How to Build Oil Profits in the Age of Dwindling Supply

By Martin Hutchinson

Building an oil portfolio is a lot more difficult than it used to be. It was easier 30 years ago, back in the 1970s,  when oil prices first rose and people began thinking about how to build portfolios that would take advantage of this “developing” energy sector.

Back then, you could close your eye, stick a pin in the top seven oil companies (the “Seven Sisters”), add a drilling company, a geophysicist, and a couple of speculative plays in Texas or Alberta, and you would have been on easy street.

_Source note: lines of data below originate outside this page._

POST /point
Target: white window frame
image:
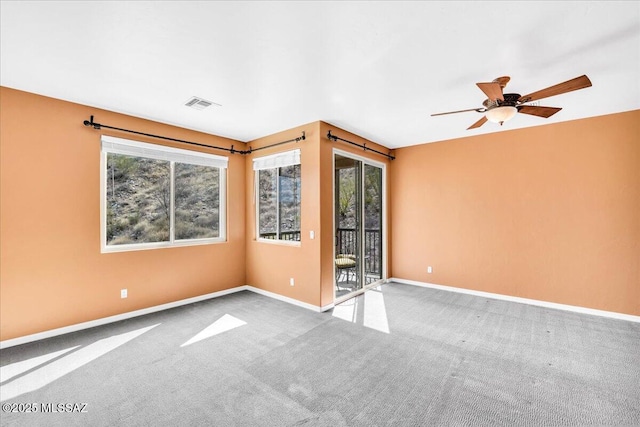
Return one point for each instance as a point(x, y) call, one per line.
point(115, 145)
point(274, 161)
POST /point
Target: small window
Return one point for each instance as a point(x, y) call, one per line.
point(278, 194)
point(156, 196)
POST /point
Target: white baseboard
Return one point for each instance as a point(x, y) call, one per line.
point(283, 298)
point(111, 319)
point(577, 309)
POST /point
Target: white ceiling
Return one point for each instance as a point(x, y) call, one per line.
point(377, 69)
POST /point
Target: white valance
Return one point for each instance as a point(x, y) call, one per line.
point(287, 158)
point(127, 147)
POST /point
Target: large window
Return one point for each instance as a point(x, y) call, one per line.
point(278, 196)
point(155, 196)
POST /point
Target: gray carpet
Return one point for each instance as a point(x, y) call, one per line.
point(449, 359)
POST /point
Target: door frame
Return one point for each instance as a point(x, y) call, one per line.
point(384, 242)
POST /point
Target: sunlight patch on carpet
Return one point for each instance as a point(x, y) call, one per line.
point(224, 324)
point(58, 368)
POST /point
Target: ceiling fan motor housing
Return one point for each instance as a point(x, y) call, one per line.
point(510, 100)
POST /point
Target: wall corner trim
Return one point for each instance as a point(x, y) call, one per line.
point(283, 298)
point(566, 307)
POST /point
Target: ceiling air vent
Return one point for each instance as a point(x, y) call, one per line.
point(199, 103)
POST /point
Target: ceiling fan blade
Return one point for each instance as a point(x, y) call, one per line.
point(479, 123)
point(492, 90)
point(568, 86)
point(479, 110)
point(545, 112)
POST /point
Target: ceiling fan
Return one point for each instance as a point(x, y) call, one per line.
point(500, 107)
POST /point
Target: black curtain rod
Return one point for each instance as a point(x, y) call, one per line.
point(364, 146)
point(231, 150)
point(298, 139)
point(99, 126)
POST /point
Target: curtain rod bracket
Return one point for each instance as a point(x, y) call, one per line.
point(363, 146)
point(91, 123)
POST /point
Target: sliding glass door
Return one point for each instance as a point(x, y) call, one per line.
point(358, 223)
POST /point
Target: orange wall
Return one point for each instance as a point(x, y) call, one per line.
point(550, 213)
point(270, 265)
point(52, 273)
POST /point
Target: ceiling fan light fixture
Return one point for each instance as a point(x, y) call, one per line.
point(501, 114)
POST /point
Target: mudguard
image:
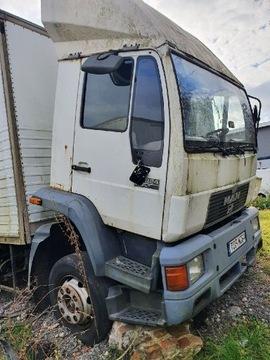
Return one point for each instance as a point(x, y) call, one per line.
point(100, 241)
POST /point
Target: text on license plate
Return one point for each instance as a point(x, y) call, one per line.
point(236, 243)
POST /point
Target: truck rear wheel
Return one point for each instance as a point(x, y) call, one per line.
point(80, 306)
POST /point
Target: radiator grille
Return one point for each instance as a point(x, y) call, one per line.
point(225, 203)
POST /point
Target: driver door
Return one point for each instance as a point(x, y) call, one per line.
point(122, 120)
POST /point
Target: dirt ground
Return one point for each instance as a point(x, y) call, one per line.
point(248, 298)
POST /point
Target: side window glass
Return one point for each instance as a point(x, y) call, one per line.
point(107, 98)
point(147, 122)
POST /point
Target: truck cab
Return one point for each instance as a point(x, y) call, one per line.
point(153, 168)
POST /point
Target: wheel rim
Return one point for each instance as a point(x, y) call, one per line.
point(74, 302)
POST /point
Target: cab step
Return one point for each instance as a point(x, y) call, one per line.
point(138, 316)
point(134, 307)
point(130, 273)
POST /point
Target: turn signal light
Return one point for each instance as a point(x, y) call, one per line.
point(177, 278)
point(34, 200)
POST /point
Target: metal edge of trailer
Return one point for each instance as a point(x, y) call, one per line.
point(6, 16)
point(23, 218)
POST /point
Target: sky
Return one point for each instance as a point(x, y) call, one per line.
point(237, 31)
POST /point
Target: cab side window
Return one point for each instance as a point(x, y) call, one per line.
point(107, 98)
point(147, 119)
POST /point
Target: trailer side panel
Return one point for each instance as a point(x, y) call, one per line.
point(33, 68)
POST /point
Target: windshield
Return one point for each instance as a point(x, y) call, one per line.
point(217, 114)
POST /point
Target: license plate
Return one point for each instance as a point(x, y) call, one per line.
point(236, 243)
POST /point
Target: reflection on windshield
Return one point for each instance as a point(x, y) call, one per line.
point(215, 111)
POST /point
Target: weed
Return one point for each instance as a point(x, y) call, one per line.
point(262, 203)
point(248, 340)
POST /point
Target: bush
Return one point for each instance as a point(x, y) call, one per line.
point(262, 203)
point(248, 340)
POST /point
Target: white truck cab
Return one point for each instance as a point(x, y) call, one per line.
point(154, 165)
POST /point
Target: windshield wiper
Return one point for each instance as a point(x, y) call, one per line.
point(216, 144)
point(219, 132)
point(237, 148)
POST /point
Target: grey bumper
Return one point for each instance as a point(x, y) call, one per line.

Had oil prices continued to rise further from their 1981 peak of about $40 per barrel (equivalent to about $90 today) that portfolio would have made you rich. Of course, in the real world, they dropped back, eventually to $10, and you lost your shirt. Probably only the oil majors and maybe the geophysicist were still in business, and they were worth a fraction of their peak value.

These days, even with high oil prices seemingly guaranteed for the foreseeable future, there are problems. The majority of the world’s oil resources are controlled by hostile governments, so it has become very difficult for an investor to get a stake in oil that has yet to be extracted. The oil majors, or their merged successors, are still in business but all of them are having problems replacing depleted reserves.

BP and Shell thought they had cracked the problem by investing in large-scale projects in Russia – Shell to the tune of $20 billion and BP around $15 billion. But both of them have now been forced to sell control to the Russian oil company Gazprom.

ConocoPhillips and others thought they had an innovative solution in Venezuela’s Orinoco tar sands, and together spent $15 billion developing them. But on May 1 Venezuela nationalized its operations. Other companies with attractive projects, under threat of confiscation, have been forced to increase the royalties they pay the local government.

There are two solutions to this. One is to concentrate on the large oil deposits that are located in the countries with more reliable forms of government. But these deposits are often in the form of tar sands or oil shale, and are difficult and expensive to extract.

The second is to focus on the consumers rather than the product, and buy networks of transportation, refinery, and sales outlets serving markets that are rapidly growing.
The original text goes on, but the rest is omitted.